Students receive special visit, pajamas for Read Across America day
The most popular question of the day Friday for Jennifer Botteron was “Where is Thing 2?”
“He was being bad — we kept him in the big red box,” she explained, with a shake of her blue hair. “It was him that was flying kites in the house, not me.”
Read Across America Day was a bit more special this year for the preschoolers at Bonner Springs Head Start thanks to Botteron and her friends, Judy Miksch and Debbie and Merle Parks. The group gathered together to provide each of the 68 students a set of pajamas, and Botteron and Miksch even dressed up as Dr. Seuss characters The Cat in the Hat and Thing 1.
Jeri Cochran, director of Head Start, said the children at the school have had a pajama day for Read Across America literacy day for the last couple of years, but this is the first time someone in the community has stepped forward and provided new pajamas for the students.
“It was new and exciting for the kids, and they were excited to change at school and wear them all day,” Cochran said.
Miksch said she got the idea to organize pajamas for students at Head Start, which serves low-income families living at or below the poverty line, after seeing a report about similar project on television.
“I didn’t really have a plan at all, but Jennifer and Debbie, they were the ones that really came together and helped me,” Miksch said.
So the trio got the sizes each student would need from Head Start teachers and gathered some funding through friends. Then they started searching for good deals on pajamas.
“We just went out and started finding them, begged and pleaded,” Miksch said.
The Merriam Old Navy and WalMart in Lawrence gave them deep discounts, and on Friday, they arrived with a pair of pajamas for each student. They said seeing the students’ excitement over the pajamas was rewarding.
“One little kid had worn her pajamas, and she said ‘Do I have to wear these, or can I put the new ones on?’” Miksch said.
While the Parks came along to read the children stories, Botteron and Miksch decided to take it a step further with homemade costumes for the Dr. Seuss characters. It isn’t the first time the duo has jumped at the chance to dress up for children.
“We used to teach together, so we were always the ‘dress-up’ people, because that’s just how we operate,” Miksch said.
Miksch often was asked if she was the “real” Cat in the Hat, and Botteron was repeatedly asked the whereabouts of her twin, Thing 2.
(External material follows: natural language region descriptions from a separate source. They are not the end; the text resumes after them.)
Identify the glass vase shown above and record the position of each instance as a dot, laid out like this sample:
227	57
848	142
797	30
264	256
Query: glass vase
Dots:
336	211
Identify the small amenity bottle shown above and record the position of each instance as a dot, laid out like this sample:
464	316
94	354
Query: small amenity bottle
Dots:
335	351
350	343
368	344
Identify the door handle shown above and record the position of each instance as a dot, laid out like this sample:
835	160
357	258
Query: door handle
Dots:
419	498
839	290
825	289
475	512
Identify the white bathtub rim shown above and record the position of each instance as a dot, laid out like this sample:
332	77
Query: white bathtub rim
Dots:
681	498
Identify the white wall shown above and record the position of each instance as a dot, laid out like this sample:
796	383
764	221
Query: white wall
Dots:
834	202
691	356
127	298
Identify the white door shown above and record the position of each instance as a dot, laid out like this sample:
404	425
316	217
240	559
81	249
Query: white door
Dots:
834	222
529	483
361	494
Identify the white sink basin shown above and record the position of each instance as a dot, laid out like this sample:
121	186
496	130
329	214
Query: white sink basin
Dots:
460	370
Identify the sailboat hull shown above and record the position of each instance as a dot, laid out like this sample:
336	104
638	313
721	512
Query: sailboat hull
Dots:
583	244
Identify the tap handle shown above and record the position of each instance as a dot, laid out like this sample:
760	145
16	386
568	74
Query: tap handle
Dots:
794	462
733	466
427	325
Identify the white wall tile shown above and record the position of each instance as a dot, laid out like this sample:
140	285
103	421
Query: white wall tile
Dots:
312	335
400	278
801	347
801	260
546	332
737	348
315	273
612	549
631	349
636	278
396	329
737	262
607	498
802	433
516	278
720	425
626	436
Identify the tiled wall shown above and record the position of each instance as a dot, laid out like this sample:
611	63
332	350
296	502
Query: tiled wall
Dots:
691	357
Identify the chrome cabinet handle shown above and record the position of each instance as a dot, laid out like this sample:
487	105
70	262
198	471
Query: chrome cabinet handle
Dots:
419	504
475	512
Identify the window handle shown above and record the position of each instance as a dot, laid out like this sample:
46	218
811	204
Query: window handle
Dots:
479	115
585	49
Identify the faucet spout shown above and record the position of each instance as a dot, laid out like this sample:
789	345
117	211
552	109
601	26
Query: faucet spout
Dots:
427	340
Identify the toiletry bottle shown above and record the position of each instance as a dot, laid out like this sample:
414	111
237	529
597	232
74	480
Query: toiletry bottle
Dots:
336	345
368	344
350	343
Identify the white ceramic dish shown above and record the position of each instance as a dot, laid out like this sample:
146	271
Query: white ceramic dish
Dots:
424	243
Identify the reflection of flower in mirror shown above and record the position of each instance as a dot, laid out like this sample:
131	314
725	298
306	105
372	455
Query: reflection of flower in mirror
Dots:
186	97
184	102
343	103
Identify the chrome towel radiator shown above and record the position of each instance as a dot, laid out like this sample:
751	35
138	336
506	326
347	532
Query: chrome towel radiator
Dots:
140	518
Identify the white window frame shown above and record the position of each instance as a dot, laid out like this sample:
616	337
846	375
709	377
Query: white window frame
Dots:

“The children really enjoyed Cat in the Hat and Thing 1, and one of the kids as they were leaving asked, ‘Can you come back?’” Cochran said. “It just brought reading alive for them to actually see it animated that way.”
Botteron and Miksch said they have decided to make their participation an annual event.
“Next year we’re going to start earlier and try to get more friends (to donate funds),” Miksch said.
“And have a Thing 2 — that was a mistake,” Botteron joked.